杨善也愤怒了,直接拍案而起向丁一质问道:“你为何一定要祸害我!他娘的!杀人不过头点地,老杨从猫儿庄到立宪,什么时候坏过你事了?你再怎么过桥抽板,让我致仕养老总行吧?你把我流放几万里外!什么鬼白薯!一百三十年后?你不是有兵么?随便找个人,带兵去打就是了,鞑子都干不过你,别说野人了!丁如晋,你说不出个所以然,老杨今天就跟你拼了!你来,你来,你打死我我也算死在大明的船上!”
说着这厮真的扑上去要和丁一厮打,丁一真是还手的话,一拳怕就把他打残,加之心中确实觉得有点对不起这老家伙,不管他背地里和石亨怎么搞,总归如他说的,是没坏丁一什么事,所以也由得让他捶了两下才把他按坐下去,赔笑道:“派兵打容易,我是想在北美这边,传播华夏文明,这玩意军队是干不好的,再说,咱们又不可能大规模移民过来,要殖民的话,对,就是殖民,这总督一般人弄不来,朝廷里除了你,我着实也想不出其他人……”
“那关我什么事?”杨善明显无法接受到北美工作的未来,整个人都快疯了,嘶吼声连舱外的亲卫都吓得入来看,丁一挥手教他们退下,却就听着杨善咆哮道,“叫于大司马来啊!你先生才是有本事的人!你不去祸害于某人,偏要来搞我老杨!”
“不是,杨哥,这事得你来,于先生那性子,就是有这能力也弄不来的。”
杨善气呼呼地吹胡子瞪眼睛:“别来灌迷汤!我不吃你这套!”
“我说的是真话。”
“老夫自杀总行了吧?一靠岸我就死给你看!”
“这事办成了,可是青史留名啊……”
“我就好吃喝玩乐!不希罕留名!”
“封地。可以留给子孙的封地。”
杨善听着,终于冷静了下来,丁一的指头在地图上滑动:“放心,我不是说北美,这里,天竺,乌斯藏接壤……”

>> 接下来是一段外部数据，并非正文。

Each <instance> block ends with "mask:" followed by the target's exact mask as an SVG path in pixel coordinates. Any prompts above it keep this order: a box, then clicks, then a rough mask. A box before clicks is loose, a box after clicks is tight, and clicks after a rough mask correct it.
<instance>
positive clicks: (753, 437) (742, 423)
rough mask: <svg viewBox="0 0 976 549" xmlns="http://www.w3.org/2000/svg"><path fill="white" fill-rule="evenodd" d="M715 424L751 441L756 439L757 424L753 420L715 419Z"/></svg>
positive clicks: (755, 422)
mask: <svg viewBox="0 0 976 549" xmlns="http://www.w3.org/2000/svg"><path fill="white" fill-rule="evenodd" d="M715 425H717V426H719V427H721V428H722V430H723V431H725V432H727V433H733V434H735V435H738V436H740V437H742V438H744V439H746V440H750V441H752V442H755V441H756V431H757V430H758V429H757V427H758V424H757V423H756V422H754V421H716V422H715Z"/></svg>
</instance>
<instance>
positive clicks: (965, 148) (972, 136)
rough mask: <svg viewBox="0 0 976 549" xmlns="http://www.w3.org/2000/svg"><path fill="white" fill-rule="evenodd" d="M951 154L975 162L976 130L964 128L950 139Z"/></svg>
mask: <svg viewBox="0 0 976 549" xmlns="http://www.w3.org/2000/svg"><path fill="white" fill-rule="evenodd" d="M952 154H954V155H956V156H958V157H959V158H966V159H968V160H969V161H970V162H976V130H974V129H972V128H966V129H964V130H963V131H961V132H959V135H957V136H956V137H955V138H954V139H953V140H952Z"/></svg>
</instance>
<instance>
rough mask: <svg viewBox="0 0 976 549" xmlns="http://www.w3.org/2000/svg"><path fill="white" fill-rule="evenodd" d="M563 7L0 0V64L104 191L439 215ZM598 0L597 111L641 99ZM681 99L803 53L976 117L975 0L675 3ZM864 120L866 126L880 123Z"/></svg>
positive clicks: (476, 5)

“那地头?留着给你自己玩吧!”杨善一点也不领情,却起身在地图上找了半天,往朝鲜半岛指了过去,“这是高丽对吧?你要老哥哥给你当牛做马,可以。封地在华夏你肯定不同意,那就高丽,和华夏接壤这边,你得派兵把那些女真赶走……”
“你这么有把握找到白薯和橡胶?”丁一真有点好奇了。(46;)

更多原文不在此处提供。